The CircleCI plugin's collectJobs subtask fails on every incremental run whenever any CircleCI job is in a non-terminal status (running / not_running / queued / on_hold). The whole CircleCI collection aborts, so no CI/CD data (deployments, builds) is refreshed and DORA metrics go stale.

The task fails with repeated HTTP 500s against a malformed URL that has an empty workflow id:

/v2/workflow//job
         ^^ empty path segment

Root cause: CollectJobs runs two API collectors that share the URL template "/v2/workflow/{{ .Input.Id }}/job". The first ("new records") collector populates .Input.Id correctly; the second ("unfinished details") collector's iterator query selects DISTINCT workflow_id (not id), so the templated field .Input.Id is empty and DevLake requests GET /v2/workflow//job, which CircleCI answers with 500 Internal Server Error.

Environment

DevLake version v1.0.3-beta12 (image apache/devlake:v1.0.3-beta12)
Plugin circleci
Database MySQL 8.x
CircleCI CircleCI Cloud (circleci.com API v2)
Trigger Nightly blueprint (incremental, skipCollectors=false)

Error / logs

Exact error_name / message recorded on the failed task (_devlake_tasks, plugin='circleci', status='TASK_FAILED'):

subtask collectJobs ended unexpectedly
caused by: Retry exceeded 3 times calling /v2/workflow//job.
The last error was: Http DoAsync error calling [method:GET path:/v2/workflow//job query:map[]].
Response: {"message":"Internal Server Error"} (500)

The message repeats the same /v2/workflow//job 500 once per affected workflow id (8+ combined messages in our case) before the subtask aborts.

Root cause analysis

backend/plugins/circleci/tasks/job_collector.go defines the subtask:

var CollectJobsMeta = plugin.SubTaskMeta{
	Name:             "collectJobs",
	EntryPoint:       CollectJobs,
	EnabledByDefault: true,
	Description:      "collect circleci jobs",
	DomainTypes:      []string{plugin.DOMAIN_TYPE_CICD},
}

CollectJobs creates two API collectors, both using the same URL template "/v2/workflow/{{ .Input.Id }}/job".

Collector 1 — "new records" (works).

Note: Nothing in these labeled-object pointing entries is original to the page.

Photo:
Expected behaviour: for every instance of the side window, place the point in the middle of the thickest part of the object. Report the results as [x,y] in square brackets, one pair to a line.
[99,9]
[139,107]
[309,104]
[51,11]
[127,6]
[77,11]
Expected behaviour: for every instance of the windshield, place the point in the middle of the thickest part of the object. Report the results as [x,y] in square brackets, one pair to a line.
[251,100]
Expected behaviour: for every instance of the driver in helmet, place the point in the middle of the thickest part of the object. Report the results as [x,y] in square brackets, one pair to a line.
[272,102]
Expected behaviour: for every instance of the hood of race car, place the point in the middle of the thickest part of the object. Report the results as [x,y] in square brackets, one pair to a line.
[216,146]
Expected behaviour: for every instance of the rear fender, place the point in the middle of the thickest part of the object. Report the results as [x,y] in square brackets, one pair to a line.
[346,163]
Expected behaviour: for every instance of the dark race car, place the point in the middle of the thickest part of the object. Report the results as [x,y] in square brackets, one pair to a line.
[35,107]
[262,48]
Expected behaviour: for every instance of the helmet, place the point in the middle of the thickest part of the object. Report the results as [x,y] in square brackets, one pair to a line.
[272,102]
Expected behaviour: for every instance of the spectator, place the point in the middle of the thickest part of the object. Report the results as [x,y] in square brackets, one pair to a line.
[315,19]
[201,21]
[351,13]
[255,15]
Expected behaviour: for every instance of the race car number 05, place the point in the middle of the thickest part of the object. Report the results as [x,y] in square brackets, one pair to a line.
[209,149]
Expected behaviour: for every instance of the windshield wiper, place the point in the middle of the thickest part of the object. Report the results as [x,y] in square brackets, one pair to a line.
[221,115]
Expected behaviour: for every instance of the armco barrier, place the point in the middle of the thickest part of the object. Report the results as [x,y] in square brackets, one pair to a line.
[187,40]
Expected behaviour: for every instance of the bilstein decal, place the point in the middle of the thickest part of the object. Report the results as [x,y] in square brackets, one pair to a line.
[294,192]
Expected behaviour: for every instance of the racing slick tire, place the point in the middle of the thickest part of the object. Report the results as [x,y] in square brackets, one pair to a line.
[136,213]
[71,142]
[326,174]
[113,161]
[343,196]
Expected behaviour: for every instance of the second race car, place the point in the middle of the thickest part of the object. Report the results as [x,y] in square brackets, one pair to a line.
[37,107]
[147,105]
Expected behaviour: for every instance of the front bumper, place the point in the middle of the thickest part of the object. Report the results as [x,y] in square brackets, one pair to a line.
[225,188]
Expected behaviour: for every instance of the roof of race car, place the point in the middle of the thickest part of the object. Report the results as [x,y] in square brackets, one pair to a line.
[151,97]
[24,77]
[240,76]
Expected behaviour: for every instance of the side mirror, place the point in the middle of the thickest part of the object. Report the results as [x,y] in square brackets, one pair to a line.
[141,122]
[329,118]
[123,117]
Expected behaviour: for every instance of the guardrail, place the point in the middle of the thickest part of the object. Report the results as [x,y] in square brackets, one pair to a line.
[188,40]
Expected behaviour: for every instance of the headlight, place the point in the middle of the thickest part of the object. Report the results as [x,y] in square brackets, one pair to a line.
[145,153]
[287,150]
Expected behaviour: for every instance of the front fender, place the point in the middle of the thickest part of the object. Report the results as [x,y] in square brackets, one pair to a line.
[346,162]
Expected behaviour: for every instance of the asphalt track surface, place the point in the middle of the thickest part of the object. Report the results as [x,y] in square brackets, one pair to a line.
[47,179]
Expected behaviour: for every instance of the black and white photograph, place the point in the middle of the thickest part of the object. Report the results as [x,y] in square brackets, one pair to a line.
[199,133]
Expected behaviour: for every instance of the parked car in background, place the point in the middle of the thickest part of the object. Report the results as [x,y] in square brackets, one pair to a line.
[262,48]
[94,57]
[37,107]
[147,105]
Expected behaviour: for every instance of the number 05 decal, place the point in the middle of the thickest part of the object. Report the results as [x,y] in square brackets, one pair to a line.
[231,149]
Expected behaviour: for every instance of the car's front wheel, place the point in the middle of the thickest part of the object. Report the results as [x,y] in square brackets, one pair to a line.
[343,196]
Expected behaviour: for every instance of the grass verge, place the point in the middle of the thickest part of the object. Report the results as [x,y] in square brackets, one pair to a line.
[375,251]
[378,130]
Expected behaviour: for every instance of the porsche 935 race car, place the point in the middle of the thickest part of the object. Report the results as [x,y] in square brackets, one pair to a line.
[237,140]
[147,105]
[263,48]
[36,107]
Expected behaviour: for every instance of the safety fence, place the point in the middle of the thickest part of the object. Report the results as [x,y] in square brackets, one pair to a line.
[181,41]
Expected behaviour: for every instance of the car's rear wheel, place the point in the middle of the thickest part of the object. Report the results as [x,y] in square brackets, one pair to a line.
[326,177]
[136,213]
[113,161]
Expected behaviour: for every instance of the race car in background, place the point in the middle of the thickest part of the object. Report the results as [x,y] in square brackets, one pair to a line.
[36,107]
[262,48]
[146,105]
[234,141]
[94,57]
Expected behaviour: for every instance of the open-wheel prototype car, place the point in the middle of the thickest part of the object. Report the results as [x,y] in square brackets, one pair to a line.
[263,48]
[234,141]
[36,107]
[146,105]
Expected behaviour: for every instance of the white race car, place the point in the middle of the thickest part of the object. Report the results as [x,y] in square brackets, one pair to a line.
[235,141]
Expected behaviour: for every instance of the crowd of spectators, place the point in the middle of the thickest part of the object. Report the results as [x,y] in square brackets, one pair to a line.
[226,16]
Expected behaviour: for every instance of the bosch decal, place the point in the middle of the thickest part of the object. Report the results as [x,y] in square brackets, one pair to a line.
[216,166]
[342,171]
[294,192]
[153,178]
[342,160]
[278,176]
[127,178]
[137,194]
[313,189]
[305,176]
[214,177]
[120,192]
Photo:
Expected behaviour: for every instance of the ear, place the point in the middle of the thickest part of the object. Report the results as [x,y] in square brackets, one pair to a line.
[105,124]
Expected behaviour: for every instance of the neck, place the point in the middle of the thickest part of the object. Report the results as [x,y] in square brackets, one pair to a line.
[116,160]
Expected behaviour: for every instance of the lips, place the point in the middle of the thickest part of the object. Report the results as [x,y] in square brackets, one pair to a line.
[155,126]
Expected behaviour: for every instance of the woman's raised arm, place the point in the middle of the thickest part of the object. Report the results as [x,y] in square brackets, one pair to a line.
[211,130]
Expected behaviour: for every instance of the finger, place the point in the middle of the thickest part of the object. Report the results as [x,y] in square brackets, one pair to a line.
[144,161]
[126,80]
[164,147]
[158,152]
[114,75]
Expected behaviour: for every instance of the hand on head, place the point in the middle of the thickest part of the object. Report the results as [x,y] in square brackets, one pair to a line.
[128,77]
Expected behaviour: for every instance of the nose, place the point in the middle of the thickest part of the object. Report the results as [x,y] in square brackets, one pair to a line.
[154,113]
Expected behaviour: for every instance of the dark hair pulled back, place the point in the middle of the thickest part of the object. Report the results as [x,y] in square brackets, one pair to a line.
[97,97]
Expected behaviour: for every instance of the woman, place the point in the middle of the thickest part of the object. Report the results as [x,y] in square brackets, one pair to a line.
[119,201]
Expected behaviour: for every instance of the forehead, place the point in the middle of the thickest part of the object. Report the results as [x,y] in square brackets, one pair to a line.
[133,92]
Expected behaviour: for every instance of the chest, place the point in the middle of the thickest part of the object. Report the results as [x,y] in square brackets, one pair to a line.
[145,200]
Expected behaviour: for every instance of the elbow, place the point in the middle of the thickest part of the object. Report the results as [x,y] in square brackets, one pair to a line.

Its iterator selects id from the workflow table, so the templated field .Input.Id is populated:

clauses := []dal.Clause{
	dal.Select("id, pipeline_id"),
	dal.From(&models.CircleciWorkflow{}),
	dal.Where("connection_id = ? and project_slug = ?",
		data.Options.ConnectionId, data.Options.ProjectSlug),
}
// ...
UrlTemplate: "/v2/workflow/{{ .Input.Id }}/job",

Collector 2 — "unfinished details" (broken). Its iterator selects DISTINCT workflow_id (the column is workflow_id, not id), yet it reuses the same URL template referencing .Input.Id:

clauses := []dal.Clause{
	dal.Select("DISTINCT workflow_id"),
	dal.From(&models.CircleciJob{}),
	dal.Where("connection_id = ? AND project_slug = ? AND status IN ('running', 'not_running', 'queued', 'on_hold')",
		data.Options.ConnectionId, data.Options.ProjectSlug),
}
// ...
UrlTemplate: "/v2/workflow/{{ .Input.Id }}/job",

Because the row scanned by collector 2 has no Id field set (the query projected workflow_id, which maps to the struct field WorkflowId, not Id), {{ .Input.Id }} renders empty and the request path collapses to /v2/workflow//job. CircleCI returns 500 for the malformed path, the collector retries 3×, and the subtask fails — taking the entire CircleCI collection down with it.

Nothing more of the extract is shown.